I am trying to use JSoup to scrape the poster image from an IMDb link, and save so that it can be used by my program later. This is what I have so far:
import java.io.IOException;
import org.jsoup.Jsoup;
import org.jsoup.nodes.Attributes;
import org.jsoup.nodes.Document;
import org.jsoup.nodes.Element;
public class JSoupTest
{
public static void main(String[] args)
{
String address = "https://www.imdb.com/title/tt1270797/";
try
{
Document doc = Jsoup.connect(address).get();
Element link = doc.select().select();
}
catch (IOException e)
{
// Auto-generated catch block
e.printStackTrace();
}
}
}
Now, I know the image is under a div class named "poster", but I cannot find out how to extract it. Please bear with me, as I have no prior experience with JSoup. Thanks a lot.
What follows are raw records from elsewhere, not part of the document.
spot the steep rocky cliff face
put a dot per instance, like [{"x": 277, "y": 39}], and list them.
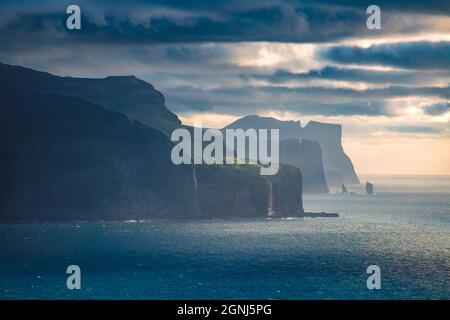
[
  {"x": 307, "y": 155},
  {"x": 241, "y": 191},
  {"x": 126, "y": 94},
  {"x": 330, "y": 138},
  {"x": 66, "y": 158}
]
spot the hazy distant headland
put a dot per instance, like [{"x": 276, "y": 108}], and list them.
[{"x": 76, "y": 148}]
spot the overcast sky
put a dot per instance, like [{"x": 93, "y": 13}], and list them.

I've been using JSoup for awhile. But I've never tried to download an image from a HTML source.
After getting document as you did above, you'll get the div you want, by using:
Elements divs = doc.getElementsByClass("poster");
The code above will return all Elements with 'poster' class.
If you are sure there's only one div named 'poster' you can do:
Element poster = divs.first();
If you aren't sure of that, you'll need to find a way to differentiate that div from the others.
Now, that you have your 'poster' div, you can get the link inside it, by doing:
Elements image = poster.getElementsByTag("a");
The code above will return all links inside 'poster' div. As we did above, if you're sure there's only one link inside 'poster' div, you can do:
Element downloadImage = image.first();
Now, you have the link for the image you want.